I’m currently taking a few months off between jobs, so I decided to
indulge in some recreational computer engineering. After making some good
progress on a set of macOS device drivers for Xilinx’s AMD’s PCI
Express DMA IP, I turned my attention to my FPGA hardware. My
NiteFury has started refusing to bring up more than one lane
of PCIe at a time, and I needed a replacement with more bandwidth to do
performance testing under load.
Unfortunately, there aren’t many high-performance FPGA boards with hobbyist-level pricing on the market today. The NiteFury and ButterStick used to sell for under $200, but they’re both out of production. The ZuBoard 1CG is only $159, but the programmable logic side is kind of anemic, and the only high-speed transceivers it exposes are connected directly to the ARM core and limited to 5 Gbps. To get a proper PCI Express connector on your board, you need to upgrade to the AuBoard 15P for $699, or the AXKU5 for $1043 plus a 55% tariff. And both of those use the expensive FMC connector for expansion cards instead of the cheaper, more compact SYZYGY connector.
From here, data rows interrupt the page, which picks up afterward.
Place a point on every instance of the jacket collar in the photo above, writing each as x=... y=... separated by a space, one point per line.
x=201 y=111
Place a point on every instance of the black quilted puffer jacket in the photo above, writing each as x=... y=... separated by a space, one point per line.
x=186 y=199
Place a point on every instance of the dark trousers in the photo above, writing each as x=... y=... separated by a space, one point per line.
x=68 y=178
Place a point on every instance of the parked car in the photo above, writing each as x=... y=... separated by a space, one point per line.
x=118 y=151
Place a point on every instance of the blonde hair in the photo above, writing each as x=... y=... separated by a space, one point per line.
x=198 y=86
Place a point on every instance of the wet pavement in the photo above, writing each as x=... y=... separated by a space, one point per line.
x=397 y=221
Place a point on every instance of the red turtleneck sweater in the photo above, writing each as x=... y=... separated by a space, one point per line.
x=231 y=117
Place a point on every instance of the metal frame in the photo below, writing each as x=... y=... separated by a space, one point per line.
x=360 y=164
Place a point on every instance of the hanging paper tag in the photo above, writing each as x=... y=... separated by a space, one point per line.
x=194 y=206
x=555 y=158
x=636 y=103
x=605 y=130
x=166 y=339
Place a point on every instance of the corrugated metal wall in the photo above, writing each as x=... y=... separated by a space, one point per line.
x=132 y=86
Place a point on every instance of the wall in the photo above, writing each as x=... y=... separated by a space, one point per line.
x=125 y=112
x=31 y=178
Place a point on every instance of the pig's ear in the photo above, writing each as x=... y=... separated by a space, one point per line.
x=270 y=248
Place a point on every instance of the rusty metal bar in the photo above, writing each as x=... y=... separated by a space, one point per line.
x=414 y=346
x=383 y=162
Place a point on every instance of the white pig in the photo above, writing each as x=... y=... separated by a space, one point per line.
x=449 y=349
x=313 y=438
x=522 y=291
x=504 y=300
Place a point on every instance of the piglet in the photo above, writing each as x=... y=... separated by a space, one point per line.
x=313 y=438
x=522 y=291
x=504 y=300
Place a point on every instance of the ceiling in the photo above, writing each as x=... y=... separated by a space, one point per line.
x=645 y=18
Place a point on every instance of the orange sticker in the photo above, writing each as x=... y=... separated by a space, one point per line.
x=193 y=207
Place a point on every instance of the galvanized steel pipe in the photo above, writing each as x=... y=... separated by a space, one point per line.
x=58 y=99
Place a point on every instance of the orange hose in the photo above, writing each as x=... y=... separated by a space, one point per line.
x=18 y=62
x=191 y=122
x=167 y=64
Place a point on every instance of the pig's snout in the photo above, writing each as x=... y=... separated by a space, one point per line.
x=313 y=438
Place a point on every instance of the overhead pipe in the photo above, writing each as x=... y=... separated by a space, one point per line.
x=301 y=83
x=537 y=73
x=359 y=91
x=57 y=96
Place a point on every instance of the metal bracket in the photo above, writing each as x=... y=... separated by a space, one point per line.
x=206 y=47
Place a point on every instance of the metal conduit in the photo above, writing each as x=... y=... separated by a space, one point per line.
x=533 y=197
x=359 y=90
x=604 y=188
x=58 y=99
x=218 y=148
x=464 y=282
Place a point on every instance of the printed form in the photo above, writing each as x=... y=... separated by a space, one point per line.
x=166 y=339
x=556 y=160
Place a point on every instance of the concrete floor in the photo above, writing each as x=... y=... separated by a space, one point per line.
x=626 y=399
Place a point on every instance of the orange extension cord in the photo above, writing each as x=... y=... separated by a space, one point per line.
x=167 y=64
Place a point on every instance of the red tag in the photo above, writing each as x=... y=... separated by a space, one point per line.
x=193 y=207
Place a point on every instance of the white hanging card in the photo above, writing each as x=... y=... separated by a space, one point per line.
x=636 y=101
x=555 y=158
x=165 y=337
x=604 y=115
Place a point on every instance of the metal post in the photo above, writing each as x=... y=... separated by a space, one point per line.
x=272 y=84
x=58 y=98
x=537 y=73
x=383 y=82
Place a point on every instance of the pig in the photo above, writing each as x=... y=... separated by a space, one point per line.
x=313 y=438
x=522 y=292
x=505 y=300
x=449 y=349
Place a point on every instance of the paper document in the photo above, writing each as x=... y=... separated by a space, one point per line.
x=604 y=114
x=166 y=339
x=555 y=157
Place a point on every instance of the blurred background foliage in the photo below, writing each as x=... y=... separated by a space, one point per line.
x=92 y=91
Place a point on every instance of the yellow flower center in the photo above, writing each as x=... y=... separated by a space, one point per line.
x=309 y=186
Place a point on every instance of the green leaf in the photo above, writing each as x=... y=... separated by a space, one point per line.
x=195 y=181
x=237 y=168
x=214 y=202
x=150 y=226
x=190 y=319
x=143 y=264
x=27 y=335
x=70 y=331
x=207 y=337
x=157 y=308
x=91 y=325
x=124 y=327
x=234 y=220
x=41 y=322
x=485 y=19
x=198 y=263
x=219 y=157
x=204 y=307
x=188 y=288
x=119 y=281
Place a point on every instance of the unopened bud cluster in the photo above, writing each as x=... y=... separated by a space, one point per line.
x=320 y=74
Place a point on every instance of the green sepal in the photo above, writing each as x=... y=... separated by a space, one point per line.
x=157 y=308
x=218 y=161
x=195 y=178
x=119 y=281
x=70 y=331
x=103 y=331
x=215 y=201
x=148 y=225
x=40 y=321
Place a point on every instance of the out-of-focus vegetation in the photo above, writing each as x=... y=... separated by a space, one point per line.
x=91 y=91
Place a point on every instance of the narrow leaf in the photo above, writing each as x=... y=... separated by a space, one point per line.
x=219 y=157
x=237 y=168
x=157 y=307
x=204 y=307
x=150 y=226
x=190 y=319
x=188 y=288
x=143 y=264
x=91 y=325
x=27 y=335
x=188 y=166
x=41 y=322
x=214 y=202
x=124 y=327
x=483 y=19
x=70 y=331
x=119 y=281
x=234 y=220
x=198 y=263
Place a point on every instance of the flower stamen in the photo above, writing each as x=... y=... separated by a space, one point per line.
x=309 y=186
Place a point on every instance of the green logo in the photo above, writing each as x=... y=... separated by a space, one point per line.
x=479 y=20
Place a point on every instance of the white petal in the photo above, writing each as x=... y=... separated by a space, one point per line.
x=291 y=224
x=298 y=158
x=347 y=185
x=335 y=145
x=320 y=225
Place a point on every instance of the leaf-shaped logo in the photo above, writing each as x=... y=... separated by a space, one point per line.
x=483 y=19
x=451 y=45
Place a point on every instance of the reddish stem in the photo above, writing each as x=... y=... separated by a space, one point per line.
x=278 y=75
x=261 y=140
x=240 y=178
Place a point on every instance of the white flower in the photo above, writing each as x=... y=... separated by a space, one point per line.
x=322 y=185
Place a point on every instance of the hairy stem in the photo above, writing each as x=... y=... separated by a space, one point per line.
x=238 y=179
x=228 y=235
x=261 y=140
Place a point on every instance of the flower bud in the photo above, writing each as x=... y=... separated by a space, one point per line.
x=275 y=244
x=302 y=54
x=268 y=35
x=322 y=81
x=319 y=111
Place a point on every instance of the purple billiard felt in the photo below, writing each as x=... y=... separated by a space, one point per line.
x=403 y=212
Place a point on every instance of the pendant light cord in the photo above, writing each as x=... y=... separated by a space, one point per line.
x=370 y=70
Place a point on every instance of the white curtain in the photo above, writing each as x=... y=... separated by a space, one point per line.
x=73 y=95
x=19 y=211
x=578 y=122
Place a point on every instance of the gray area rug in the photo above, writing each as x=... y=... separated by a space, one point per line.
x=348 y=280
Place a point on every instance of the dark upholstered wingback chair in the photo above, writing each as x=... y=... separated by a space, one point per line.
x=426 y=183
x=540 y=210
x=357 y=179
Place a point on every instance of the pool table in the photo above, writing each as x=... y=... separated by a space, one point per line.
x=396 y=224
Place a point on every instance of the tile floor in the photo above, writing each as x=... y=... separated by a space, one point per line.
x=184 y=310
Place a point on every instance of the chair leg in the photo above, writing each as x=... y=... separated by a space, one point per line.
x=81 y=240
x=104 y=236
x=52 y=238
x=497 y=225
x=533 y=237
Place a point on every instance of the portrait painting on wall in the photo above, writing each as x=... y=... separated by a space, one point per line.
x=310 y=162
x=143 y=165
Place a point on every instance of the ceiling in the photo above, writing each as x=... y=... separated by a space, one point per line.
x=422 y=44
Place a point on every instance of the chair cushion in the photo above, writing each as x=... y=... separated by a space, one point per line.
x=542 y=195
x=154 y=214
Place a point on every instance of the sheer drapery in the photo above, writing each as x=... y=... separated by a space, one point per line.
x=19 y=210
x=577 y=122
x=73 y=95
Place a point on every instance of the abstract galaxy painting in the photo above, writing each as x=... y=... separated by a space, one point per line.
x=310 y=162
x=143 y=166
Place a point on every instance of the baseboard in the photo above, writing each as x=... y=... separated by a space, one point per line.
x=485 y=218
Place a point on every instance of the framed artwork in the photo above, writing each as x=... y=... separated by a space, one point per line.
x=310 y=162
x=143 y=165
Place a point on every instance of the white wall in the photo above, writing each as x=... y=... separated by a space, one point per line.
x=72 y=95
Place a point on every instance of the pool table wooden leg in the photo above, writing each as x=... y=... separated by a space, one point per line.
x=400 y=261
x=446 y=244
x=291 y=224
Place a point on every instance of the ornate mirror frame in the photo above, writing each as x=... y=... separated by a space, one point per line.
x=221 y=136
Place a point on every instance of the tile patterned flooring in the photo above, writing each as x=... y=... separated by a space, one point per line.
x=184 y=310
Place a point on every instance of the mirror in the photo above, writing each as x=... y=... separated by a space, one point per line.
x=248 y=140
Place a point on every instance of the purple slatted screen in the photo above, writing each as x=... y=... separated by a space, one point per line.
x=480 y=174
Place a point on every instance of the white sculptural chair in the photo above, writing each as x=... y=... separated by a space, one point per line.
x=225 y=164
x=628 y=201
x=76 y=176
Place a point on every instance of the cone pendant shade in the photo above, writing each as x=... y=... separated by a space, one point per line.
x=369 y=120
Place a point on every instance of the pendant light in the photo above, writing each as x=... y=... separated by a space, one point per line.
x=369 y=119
“Surely we can do better,” I thought. The AXKU5’s FPGA (the biggest and fastest one you can use with the gratis version of Vivado) costs less than $100 online. How hard and expensive could high-speed board design possibly be, even in KiCad?
Oh, sparks, you sweet summer child.
But, after a couple months of on-and-off work, I have a board design! I sent it off to the lowest bidder this week for fabrication, and the first two prototypes should come back to me later this summer. Total cost to me: about $450-$500 per unit including shipping and tariffs but conspicuously not including the cost of my time since I have my “hobbyist” hat on instead of my “professional” hat.
Anyway, here it is!
The hardware design files are available on my SourceHut, licensed under the permissive version of the CERN Open Hardware License.
Once I have boards in hand, I’ll write up my bringup experiences here. If all goes well, I’ll write some gateware demos and see about getting it picked up by CrowdSupply or GroupGets.
The Good
- Full-height, half-length PCI Express form factor (111mm x 168mm)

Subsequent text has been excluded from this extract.